King David Kalakaua and Robert Louis Stevenson

Robert Louis Stevenson at the age of 38 set sail for the South Seas on a chartered schooner called the Casco. Having come from a family of well-known Scottish lighthouse engineers he had developed a great love of the sea, and suffering from tuberculosis since childhood was hoping to find a climate that would improve his health. He arrived in Honolulu in January 1889 where he became good friends with King Kalakaua, the reigning monarch of the Hawaiian Islands.
King David Kalakaua was considered by his friend to be a “cultured intellectual” and had a keen interest in politics, sports, literature and music. He gave his chief patronage to music, from the ancient chants to the walz and was instrumental in restoring to the public the performance of the hula. He was also a poet and lyricist and one of his legacies to his people was his “Hymn to Kamehameha” known today as "Hawai`i Pono`i". It was the national anthem of the Hawaiian Monachy and today is their State Song.
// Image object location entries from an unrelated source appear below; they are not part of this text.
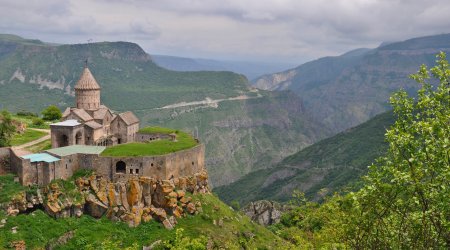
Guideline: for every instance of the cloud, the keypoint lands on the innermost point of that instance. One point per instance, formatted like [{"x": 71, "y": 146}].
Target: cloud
[{"x": 269, "y": 30}]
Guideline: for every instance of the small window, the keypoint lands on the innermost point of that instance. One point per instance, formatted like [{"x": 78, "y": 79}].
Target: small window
[{"x": 120, "y": 167}]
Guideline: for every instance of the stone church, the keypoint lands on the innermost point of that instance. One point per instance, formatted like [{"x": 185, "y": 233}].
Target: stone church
[{"x": 90, "y": 122}]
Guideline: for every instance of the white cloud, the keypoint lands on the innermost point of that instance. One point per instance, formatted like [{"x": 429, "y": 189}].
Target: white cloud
[{"x": 283, "y": 30}]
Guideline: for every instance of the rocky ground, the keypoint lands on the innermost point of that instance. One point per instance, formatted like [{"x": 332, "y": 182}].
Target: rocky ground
[{"x": 133, "y": 201}]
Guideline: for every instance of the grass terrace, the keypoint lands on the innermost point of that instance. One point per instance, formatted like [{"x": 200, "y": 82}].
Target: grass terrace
[
  {"x": 158, "y": 147},
  {"x": 28, "y": 136}
]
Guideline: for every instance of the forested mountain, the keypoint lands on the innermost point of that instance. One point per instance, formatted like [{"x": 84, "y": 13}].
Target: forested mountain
[
  {"x": 318, "y": 170},
  {"x": 345, "y": 90},
  {"x": 243, "y": 128}
]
King David passed away in San Francisco, California on January 20th, 1891 and Robert Louis Stevenson passed away in Samoa on December 3rd, 1894.
On Stevenson's tombstone there is the following:
“Under the wide and starry sky,
Dig the grave and let me lie.
Glad did I live and gladly die,
And I laid me down with a will.
This be the verse you grave for me:
Here he lies where he longed to be;
Home is the sailor, home from the sea,
And the hunter home from the hill.”
It is a poem I have known since childhood.